Conversation configurations. If you’ve figured out the right way to phrase things to get a certain type of response — useful for roleplay, tutoring, brainstorming — ask the model to write you an “initialization prompt” that would recreate the same dynamic from scratch. Then save it.

Webpage designs. This one is underused. Take a screenshot of any page — a UI you built, a competitor’s layout, a design you stumbled on — and paste it into a multimodal model. Ask it to extract the design system as a structured spec. You get a detailed inventory of every visual element on the page, described in terms you can hand to any AI coding tool to recreate or riff on.

The prompt I use:

“Here’s a screenshot of a webpage. Please describe its design system in YAML — layout, typography, color palette, spacing, component hierarchy, and any notable UI patterns.”

Output for something like a minimal SaaS landing page might look like:

layout:
  type: single-column
  max_width: 1100px
  sections:
    - navbar
    - hero
    - features_grid
    - testimonials
    - cta_banner
    - footer

navbar:
  style: sticky, transparent on scroll
  items: logo (left), nav links (center), cta button (right)
  cta_button: filled, rounded-full

hero:
  headline: large, bold, centered, ~56px
  subheadline: muted gray, ~20px, max-width 600px centered
  cta: two buttons — primary filled, secondary ghost
  background: off-white with subtle radial gradient

typography:
  font_family: Inter
  scale:
    h1: 56px, weight 800
    h2: 36px, weight 700
    body: 16px, weight 400
    caption: 13px, muted

color_palette:
  primary: "#6366F1" # indigo
  primary_dark: "#4F46E5"
  background: "#FAFAFA"
  surface: "#FFFFFF"
  text_primary: "#111827"
  text_muted: "#6B7280"
  border: "#E5E7EB"

spacing:
  section_padding: 96px vertical
  component_gap: 24px
  inner_padding: 16px

features_grid:
  columns: 3
  card_style: white, 1px border, rounded-xl, subtle shadow on hover
  icon: 32px, colored square background, rounded-md

Now you can paste this into a new conversation — “Build me a landing page using this design spec” — and any decent coding model will produce something structurally and visually faithful to the original. It also works as a reference when you’re building something from scratch and want to stay consistent: just check the spec rather than going back to the screenshot every time.

Why YAML specifically

You could ask for JSON, Markdown, a bulleted list, or plain prose. YAML tends to work well because:

  • It’s human-readable enough that you can scan it quickly
  • It’s structured enough that you can paste it back into a prompt and the model interprets it reliably
  • It maps naturally to the kinds of nested, hierarchical descriptions that AI prompts tend to require

That said, match the format to what you’ll actually do with it.

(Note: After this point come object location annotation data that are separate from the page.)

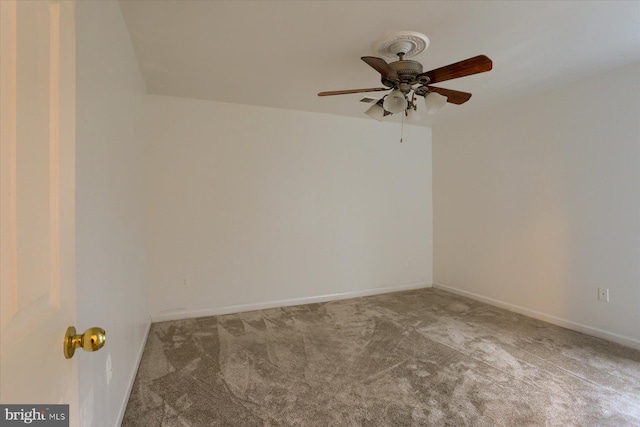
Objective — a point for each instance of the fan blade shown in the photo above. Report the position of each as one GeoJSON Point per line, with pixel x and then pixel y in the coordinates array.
{"type": "Point", "coordinates": [475, 65]}
{"type": "Point", "coordinates": [453, 96]}
{"type": "Point", "coordinates": [342, 92]}
{"type": "Point", "coordinates": [381, 66]}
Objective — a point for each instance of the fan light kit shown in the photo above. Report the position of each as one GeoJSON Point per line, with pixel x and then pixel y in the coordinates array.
{"type": "Point", "coordinates": [405, 78]}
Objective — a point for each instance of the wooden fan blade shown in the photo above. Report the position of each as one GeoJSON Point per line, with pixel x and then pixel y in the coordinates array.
{"type": "Point", "coordinates": [381, 66]}
{"type": "Point", "coordinates": [475, 65]}
{"type": "Point", "coordinates": [342, 92]}
{"type": "Point", "coordinates": [453, 96]}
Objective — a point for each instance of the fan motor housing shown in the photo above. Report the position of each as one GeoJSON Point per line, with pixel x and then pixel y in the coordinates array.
{"type": "Point", "coordinates": [407, 69]}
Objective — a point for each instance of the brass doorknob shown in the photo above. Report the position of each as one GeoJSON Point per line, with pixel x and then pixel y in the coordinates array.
{"type": "Point", "coordinates": [92, 340]}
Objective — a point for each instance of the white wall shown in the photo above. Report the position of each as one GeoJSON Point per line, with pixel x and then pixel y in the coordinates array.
{"type": "Point", "coordinates": [260, 207]}
{"type": "Point", "coordinates": [112, 285]}
{"type": "Point", "coordinates": [537, 204]}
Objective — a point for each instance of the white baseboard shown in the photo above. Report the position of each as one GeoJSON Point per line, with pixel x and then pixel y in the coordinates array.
{"type": "Point", "coordinates": [575, 326]}
{"type": "Point", "coordinates": [216, 311]}
{"type": "Point", "coordinates": [132, 375]}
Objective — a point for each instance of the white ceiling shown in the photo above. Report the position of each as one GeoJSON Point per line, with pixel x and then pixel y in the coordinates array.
{"type": "Point", "coordinates": [282, 53]}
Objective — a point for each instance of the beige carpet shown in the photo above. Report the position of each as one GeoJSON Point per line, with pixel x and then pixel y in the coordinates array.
{"type": "Point", "coordinates": [424, 357]}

If you’re storing specs in a config file, JSON makes more sense. If you’re jotting notes in Notion, Markdown might be easier to work with. The format matters less than the habit.

The real problem this solves

The deeper issue is that most people treat AI generation as a black box: put something in, hope something good comes out, repeat until it works. When something good comes out, they treat it as luck rather than signal.

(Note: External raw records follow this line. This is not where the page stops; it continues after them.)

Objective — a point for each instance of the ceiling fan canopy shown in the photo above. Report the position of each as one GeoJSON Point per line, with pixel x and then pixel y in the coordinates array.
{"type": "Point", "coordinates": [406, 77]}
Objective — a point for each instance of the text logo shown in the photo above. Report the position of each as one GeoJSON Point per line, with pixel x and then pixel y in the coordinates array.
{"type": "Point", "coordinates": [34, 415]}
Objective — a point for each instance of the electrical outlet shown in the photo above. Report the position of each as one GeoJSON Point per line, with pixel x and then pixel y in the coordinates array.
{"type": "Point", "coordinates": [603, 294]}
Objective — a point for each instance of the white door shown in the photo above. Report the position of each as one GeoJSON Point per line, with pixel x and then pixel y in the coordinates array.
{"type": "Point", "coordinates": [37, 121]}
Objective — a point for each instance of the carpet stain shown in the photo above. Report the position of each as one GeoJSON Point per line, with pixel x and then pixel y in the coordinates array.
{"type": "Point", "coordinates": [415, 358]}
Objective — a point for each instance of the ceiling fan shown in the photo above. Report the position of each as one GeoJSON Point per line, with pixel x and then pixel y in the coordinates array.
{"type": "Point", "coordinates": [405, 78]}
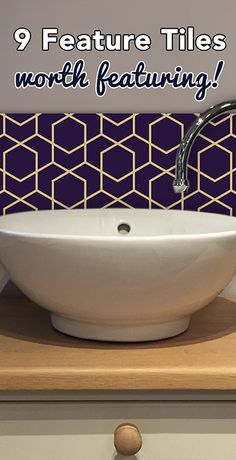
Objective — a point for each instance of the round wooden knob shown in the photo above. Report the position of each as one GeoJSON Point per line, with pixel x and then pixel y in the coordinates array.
{"type": "Point", "coordinates": [127, 439]}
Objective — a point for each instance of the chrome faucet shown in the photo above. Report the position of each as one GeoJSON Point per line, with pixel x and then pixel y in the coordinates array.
{"type": "Point", "coordinates": [181, 183]}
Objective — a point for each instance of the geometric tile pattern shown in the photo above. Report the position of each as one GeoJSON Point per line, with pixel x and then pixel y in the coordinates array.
{"type": "Point", "coordinates": [52, 161]}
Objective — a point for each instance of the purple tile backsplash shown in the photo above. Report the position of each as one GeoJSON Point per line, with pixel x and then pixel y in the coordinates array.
{"type": "Point", "coordinates": [52, 161]}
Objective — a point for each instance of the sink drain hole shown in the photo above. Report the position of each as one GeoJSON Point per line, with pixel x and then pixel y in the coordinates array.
{"type": "Point", "coordinates": [124, 228]}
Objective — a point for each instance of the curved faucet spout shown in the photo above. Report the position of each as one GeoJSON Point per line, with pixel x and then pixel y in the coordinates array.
{"type": "Point", "coordinates": [181, 184]}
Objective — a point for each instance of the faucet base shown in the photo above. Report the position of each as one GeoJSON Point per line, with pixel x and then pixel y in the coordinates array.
{"type": "Point", "coordinates": [180, 185]}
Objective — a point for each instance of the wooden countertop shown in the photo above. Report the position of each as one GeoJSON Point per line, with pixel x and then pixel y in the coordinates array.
{"type": "Point", "coordinates": [34, 356]}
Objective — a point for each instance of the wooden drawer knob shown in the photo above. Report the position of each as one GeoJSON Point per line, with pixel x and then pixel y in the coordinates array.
{"type": "Point", "coordinates": [127, 439]}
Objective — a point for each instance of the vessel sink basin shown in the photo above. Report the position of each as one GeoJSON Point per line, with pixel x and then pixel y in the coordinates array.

The YAML trick reframes good output as structured knowledge. It forces the model to make the implicit explicit — to surface what it “did” to produce that result in a way you can inspect, edit, and reuse. You’re not just saving an artifact; you’re saving the configuration that produced it.

That’s the difference between generating something once and being able to work with it.

A quick workflow

  1. Generate something you like
  2. Immediately, in the same session: “Can you describe this as a YAML spec I could use to reproduce or build on it?”
  3. Copy the output to somewhere durable — a note, a file, a repo
  4. Next time: paste the YAML into a new session as context, then give your new instruction

Two extra seconds while you still have the context. Saves you from starting over every time.